Si on a perdu la trace de Chris Kattan après Une nuit au Roxbury, Will Ferrell est vite devenu un acteur comique très populaire aux Etats-Unis, multipliant les apparitions et les rôles principaux au cinéma, continuant de participer à des shows à la télévision, mais je demeure pratiquement inconnu du grand public en France. Ses films sont souvent de gros succès au box-office américain mais la plupart doivent se contenter de sorties techniques dans quelques salles parisiennes ou de discrètes éditions DVD. Cela ne l’a pas empêché d’être vénéré en France par une chapelle de cinéphiles français depuis le choc du génial Une nuit au Roxbury.

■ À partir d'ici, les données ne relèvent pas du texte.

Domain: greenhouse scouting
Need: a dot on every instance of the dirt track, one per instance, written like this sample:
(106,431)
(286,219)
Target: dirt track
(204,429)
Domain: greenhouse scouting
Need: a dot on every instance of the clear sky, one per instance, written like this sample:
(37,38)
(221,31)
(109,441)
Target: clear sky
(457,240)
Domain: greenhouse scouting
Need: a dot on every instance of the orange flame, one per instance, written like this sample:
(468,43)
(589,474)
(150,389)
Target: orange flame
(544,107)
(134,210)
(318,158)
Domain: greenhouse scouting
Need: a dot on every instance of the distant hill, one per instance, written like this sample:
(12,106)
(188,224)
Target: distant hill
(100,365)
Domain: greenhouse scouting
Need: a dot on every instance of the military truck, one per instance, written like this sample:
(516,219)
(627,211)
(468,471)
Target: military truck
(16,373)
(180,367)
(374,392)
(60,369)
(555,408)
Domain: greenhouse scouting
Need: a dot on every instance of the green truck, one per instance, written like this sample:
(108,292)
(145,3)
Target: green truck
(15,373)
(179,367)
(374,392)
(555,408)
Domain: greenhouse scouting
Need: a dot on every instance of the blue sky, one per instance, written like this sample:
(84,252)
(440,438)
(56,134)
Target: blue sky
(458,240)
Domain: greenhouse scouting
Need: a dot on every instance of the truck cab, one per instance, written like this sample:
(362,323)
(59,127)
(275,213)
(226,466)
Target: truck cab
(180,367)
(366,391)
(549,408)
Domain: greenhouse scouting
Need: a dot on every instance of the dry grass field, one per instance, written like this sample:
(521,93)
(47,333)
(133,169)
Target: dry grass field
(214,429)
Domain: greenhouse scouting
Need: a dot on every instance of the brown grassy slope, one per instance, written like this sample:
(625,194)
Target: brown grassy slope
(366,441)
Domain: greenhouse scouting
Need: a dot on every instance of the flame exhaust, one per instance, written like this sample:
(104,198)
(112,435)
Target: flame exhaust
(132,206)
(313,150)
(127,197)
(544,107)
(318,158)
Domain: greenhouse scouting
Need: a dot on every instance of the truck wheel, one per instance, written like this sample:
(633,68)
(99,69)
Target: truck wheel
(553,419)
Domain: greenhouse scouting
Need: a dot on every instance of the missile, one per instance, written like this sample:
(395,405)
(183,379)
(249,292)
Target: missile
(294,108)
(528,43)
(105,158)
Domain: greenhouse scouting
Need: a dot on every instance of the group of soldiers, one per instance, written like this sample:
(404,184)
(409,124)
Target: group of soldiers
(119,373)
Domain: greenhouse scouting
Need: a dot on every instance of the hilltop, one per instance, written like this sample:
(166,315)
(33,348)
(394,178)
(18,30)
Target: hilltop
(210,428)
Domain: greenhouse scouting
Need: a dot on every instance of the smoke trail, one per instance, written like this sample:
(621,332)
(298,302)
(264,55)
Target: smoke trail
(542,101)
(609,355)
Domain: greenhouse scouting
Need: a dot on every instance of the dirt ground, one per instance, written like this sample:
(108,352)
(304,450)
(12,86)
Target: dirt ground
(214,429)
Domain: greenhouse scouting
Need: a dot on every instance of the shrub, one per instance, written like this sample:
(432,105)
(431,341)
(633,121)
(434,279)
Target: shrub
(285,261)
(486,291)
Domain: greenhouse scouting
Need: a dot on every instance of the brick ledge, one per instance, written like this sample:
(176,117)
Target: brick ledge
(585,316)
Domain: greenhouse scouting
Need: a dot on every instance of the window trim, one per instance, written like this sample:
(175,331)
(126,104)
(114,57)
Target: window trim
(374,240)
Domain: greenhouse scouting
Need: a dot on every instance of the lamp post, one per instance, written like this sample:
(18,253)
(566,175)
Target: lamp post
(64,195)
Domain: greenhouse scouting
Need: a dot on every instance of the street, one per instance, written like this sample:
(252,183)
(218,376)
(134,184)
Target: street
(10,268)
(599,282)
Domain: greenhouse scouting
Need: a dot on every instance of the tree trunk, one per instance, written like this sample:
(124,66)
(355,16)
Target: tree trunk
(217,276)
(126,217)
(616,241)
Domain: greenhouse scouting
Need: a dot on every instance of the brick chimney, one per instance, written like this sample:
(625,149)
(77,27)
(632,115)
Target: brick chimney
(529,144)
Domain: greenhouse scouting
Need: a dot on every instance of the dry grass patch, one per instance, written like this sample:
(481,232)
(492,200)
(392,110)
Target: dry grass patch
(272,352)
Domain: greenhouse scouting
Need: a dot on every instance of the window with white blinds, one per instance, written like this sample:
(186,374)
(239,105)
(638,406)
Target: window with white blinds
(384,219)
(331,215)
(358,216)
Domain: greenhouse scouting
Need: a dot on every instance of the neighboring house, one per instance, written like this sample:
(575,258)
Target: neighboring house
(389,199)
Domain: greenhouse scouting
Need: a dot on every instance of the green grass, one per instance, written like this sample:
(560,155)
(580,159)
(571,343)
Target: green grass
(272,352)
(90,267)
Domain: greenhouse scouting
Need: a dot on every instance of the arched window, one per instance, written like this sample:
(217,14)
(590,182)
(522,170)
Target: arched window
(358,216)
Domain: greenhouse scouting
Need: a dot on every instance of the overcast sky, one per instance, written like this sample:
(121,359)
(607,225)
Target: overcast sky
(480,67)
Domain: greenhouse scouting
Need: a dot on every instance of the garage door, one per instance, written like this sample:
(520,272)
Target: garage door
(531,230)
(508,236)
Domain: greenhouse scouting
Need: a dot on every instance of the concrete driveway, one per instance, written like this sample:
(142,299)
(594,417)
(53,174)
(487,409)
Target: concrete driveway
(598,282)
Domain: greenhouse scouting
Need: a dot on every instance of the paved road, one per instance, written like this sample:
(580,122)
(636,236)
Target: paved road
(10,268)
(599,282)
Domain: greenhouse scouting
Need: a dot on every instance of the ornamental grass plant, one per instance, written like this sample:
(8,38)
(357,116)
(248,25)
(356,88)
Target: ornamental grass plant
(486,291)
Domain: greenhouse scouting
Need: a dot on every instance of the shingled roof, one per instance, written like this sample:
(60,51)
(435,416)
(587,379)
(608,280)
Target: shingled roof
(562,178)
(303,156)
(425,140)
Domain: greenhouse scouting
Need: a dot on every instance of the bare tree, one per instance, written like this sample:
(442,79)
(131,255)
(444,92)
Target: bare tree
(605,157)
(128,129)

Il serait temps à propos du cas Will Ferrell de réactiver la peu usitée « politique des acteurs ». Un film avec Will Ferrell est en effet un film de Will Ferrell (il participe souvent à l’écriture de ses personnages ou de l’histoire) et l’on défie ses admirateurs les plus assidus de citer le nom des metteurs en scène de ses meilleures comédies, à l’exception notable d’Adam McKay. Les Rois du patin (Blades of Glory, 2007) est la dernière grande explosion en date du talent burlesque de Will Ferrell et ses amis. Will Ferrell n’est jamais aussi bon qu’en couple, associé à un comparse opposé physiquement à sa carrure de pachyderme, un frère ennemi qui va l’entraîner dans les joutes corporelles et verbales les plus invraisemblables. Il y a beaucoup d’enfance dans l’humour de Will Ferrell, fait de bêtise (son sujet de prédilection), de grossièreté puérile, de surcharge libidinale, de goût du déguisement, mais aussi de poésie, de candeur et d’improvisation. Il y a aussi, comme chez tous les grands comiques, une part de violence, un côté obscur de la farce : Ferrell, c’est une âme d’enfant farceur enfouie dans un corps de tueur en série. Il adore créer des caractères, et sa puissance transformiste semble inépuisable : espion au fez dans les deux premiers « Austin Powers », adolescent attardé fasciné par le clubbing dans Une nuit au Roxbury (chef-d’œuvre inaugural), tyran de la haute couture dans Zoolander, dieu vivant de la drague dans Serial noceurs, mais aussi présentateur télé macho (Présentateur vedette : la légende de Ron Burgundy), champion automobile demeuré (Ricky Bobby – roi du circuit), etc.

Les Rois du patin est son triomphe : patineur artistique accro au sexe, spécialiste des chorégraphies sur glace les plus vulgaires, il va devoir patiner en couple avec son rival, un jeune homme sensible au style diamétralement opposé au sien, et créer avec lui le premier duo masculin de l’histoire du patinage. Will Ferrell est génial, le film parsemé de situations hystériques, à mourir de rire. Les Rois du patin est le sommet de la période « à costumes » de Will Ferrell, dont chaque apparition en tenues de scène débiles (cow-boy, héros du film Tron) provoque une hilarité pavlovienne. On avait inventé le concept d’humour navrant au sujet des premières facéties cinématographiques de Will Ferrell et consort. Passé l’effet de sidération devant l’énormité de certains gags, c’est moins la honte que l’euphorie qui demeure.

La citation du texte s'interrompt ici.